# More Psychedelic Squiddies



## Surf Hunter (Sep 28, 2006)

More squid pencil poppers, these are heading to Rhode Island to a few friends of mine in preparation for the squid run and the striped bass that feed on them.
6" long and 2.5oz. I did the turning, sealing, priming and final epoxy and Shannon did the marbleizing. She uses the alum/gall dip method like when making paper so they paint is baby butt smoooooooth.



Hope ya like em!



Tom


----------



## bill (May 21, 2004)

Like way cool dude...trip me out LOL

They are nice, one of my favorite lures to make (even if I do them backwards LOL) I found these little glass rattles at academy so I started putting them inside at back.


----------



## Surf Hunter (Sep 28, 2006)

bill said:


> I found these little glass rattles at academy so I started putting them inside at back.


Great idea, we have some for fly tying that may work.
Oh Bill, btw, I have somethign being epoxied for ya :wink: And i made em a little rough so you have no excuse not to fish em


----------



## EndTuition (May 24, 2004)

Far Out !

No really, I bet you can cast one of those really Far Out there....


----------



## Slip (Jul 25, 2006)

I love em.

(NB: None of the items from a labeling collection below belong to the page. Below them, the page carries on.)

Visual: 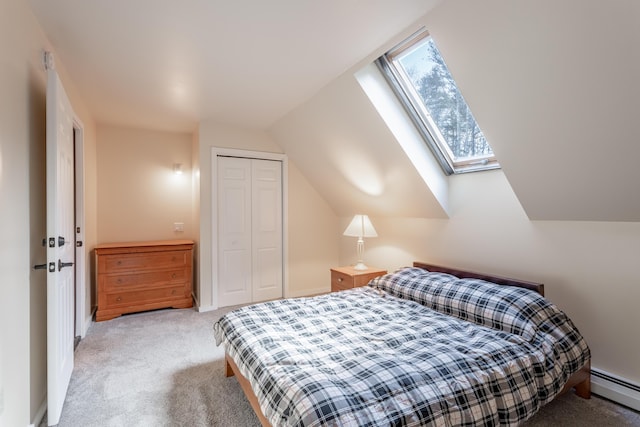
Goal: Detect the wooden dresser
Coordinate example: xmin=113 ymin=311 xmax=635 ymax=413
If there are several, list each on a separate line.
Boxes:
xmin=331 ymin=267 xmax=387 ymax=292
xmin=95 ymin=240 xmax=194 ymax=322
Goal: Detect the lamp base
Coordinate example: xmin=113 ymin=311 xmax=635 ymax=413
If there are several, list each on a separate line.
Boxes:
xmin=353 ymin=261 xmax=369 ymax=270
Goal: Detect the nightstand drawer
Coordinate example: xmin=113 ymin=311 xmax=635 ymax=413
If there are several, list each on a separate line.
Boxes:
xmin=331 ymin=270 xmax=354 ymax=291
xmin=331 ymin=267 xmax=387 ymax=292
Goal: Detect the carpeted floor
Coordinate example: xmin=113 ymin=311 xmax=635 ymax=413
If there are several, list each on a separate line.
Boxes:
xmin=43 ymin=309 xmax=640 ymax=427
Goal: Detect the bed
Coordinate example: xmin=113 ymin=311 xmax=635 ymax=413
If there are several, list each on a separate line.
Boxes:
xmin=214 ymin=262 xmax=590 ymax=426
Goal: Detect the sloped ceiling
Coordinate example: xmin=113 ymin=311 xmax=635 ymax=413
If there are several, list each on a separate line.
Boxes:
xmin=425 ymin=0 xmax=640 ymax=221
xmin=27 ymin=0 xmax=440 ymax=131
xmin=29 ymin=0 xmax=640 ymax=221
xmin=271 ymin=72 xmax=447 ymax=218
xmin=274 ymin=0 xmax=640 ymax=221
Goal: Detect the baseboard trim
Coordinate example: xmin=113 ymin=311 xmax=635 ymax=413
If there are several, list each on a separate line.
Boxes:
xmin=289 ymin=286 xmax=331 ymax=298
xmin=29 ymin=397 xmax=47 ymax=427
xmin=591 ymin=369 xmax=640 ymax=411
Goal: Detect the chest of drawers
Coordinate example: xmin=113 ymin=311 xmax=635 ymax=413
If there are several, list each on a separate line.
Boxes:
xmin=95 ymin=240 xmax=194 ymax=322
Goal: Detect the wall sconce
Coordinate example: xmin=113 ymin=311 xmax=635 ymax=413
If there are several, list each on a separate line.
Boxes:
xmin=342 ymin=215 xmax=378 ymax=270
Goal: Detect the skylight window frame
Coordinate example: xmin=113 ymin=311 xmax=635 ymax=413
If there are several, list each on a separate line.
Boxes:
xmin=376 ymin=29 xmax=500 ymax=175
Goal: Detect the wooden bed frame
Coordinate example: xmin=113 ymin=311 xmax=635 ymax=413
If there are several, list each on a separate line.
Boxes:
xmin=225 ymin=261 xmax=591 ymax=427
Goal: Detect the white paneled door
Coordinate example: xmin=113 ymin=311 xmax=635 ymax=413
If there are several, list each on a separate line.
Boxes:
xmin=217 ymin=156 xmax=283 ymax=307
xmin=46 ymin=69 xmax=75 ymax=426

Those are to good lookin to use. Beautiful colors. Great job.


----------



## Surf Hunter (Sep 28, 2006)

Thanks all, and SK, that paint is all Shannon, she is truly the artist of the family.


----------



## Slip (Jul 25, 2006)

Shannon is truely an artist at those. I really like the looks of them all.


----------



## trodery (Sep 13, 2006)

Those are BEAUTIFUL!


----------



## The OilMan (Apr 30, 2008)

where do you get the eyes? My wife could use them in something else we make, do they come in colors?


----------



## Surf Hunter (Sep 28, 2006)

The OilMan said:


> where do you get the eyes? My wife could use them in something else we make, do they come in colors?


They are just animal eyes that we bought. they only come in a couple of colors, but what i do, is sand the backs down to remove the factory color and then paint them what ever color i want. I think these were acutally blue eyes when I started. When you sand them, the pupil stays intact.

http://www.bjcraftsupplies.com/dolls/eyes-animal01.asp


----------



## Hooked (Oct 15, 2004)

Those are simply fantastic. Shannon really has the touch............beautiful.


----------